Armbruster told Weber he already granted a substitution for Wendler & Ezra.

Weber said, "There weren't any mitigating extenuating shenanigans."

Armbruster said conduct had no bearing on substitution. Weber nodded to Broom and said, "They think it does."

Broom said that according to Maag, Kevin Yount did not know who made his truck.

"That's like a carpenter saying he doesn't know who made his saw," Broom said. "It's like Jeff Gordon saying he doesn't know who made his race car."

He said plaintiff counsel has filed dozens of suits against his clients.
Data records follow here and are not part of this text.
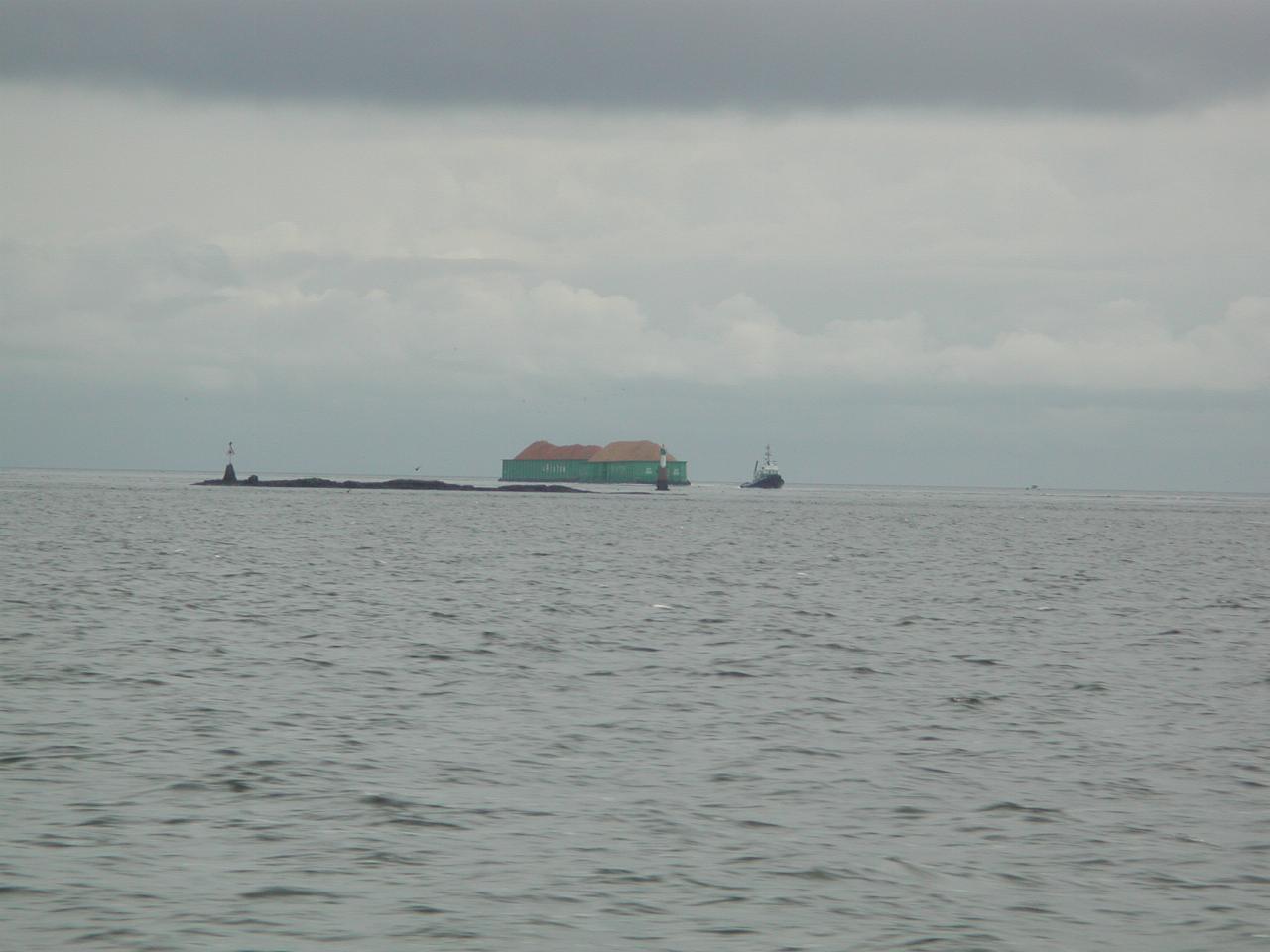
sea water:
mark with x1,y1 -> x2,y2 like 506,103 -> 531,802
0,471 -> 1270,952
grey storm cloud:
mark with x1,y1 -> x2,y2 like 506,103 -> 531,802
0,0 -> 1270,112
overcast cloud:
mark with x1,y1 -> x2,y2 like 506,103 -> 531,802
0,0 -> 1270,112
0,0 -> 1270,491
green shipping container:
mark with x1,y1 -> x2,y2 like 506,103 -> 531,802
500,459 -> 689,486
502,459 -> 590,482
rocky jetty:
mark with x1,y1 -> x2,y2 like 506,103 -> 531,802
194,474 -> 586,493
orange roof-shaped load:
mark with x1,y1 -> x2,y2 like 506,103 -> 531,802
590,439 -> 675,463
516,439 -> 599,459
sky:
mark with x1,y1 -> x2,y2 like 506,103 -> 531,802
0,0 -> 1270,493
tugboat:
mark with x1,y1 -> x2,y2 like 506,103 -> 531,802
740,445 -> 785,489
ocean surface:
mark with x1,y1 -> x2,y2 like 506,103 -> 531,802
0,470 -> 1270,952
He said every judge was fully aware of the Cassens trailer operations.

Broom also said that Maag moved for an emergency order as a sham or fake, to trick Cassens into a response that would have accepted local jurisdiction.

If the fake had succeeded, Broom said, Maag would have added foreign defendants.

He said Cassens has removed cases with foreign defendants to federal court.

He invoked the Magna Carta and its recognition of the benefits of open courts.

"Here we are 800 years later," said Broom, "trying to explain how an order was entered without hearing or notice."

Armbruster said, "There is no case that says what we did was wrong."

Weber called it "blatant judge shopping," but said he would reluctantly sign an order.

After the hearing Armbruster said he did not know what appointment Maag had that was more important.

Weber wrote in his order that plaintiffs' attorney "transformed a simple negligence lawsuit into a Machiavellian palace intrigue."

He wrote that, "…the hallway procedure employed by the Plaintiff's attorney on January 26th was being used to thwart the chief judge's assignment powers."

He wrote that he allowed the motion and referred the file to Ferguson for reassignment.

"The parties are ordered not to interfere with the Chief Judge's assignment powers," Weber wrote.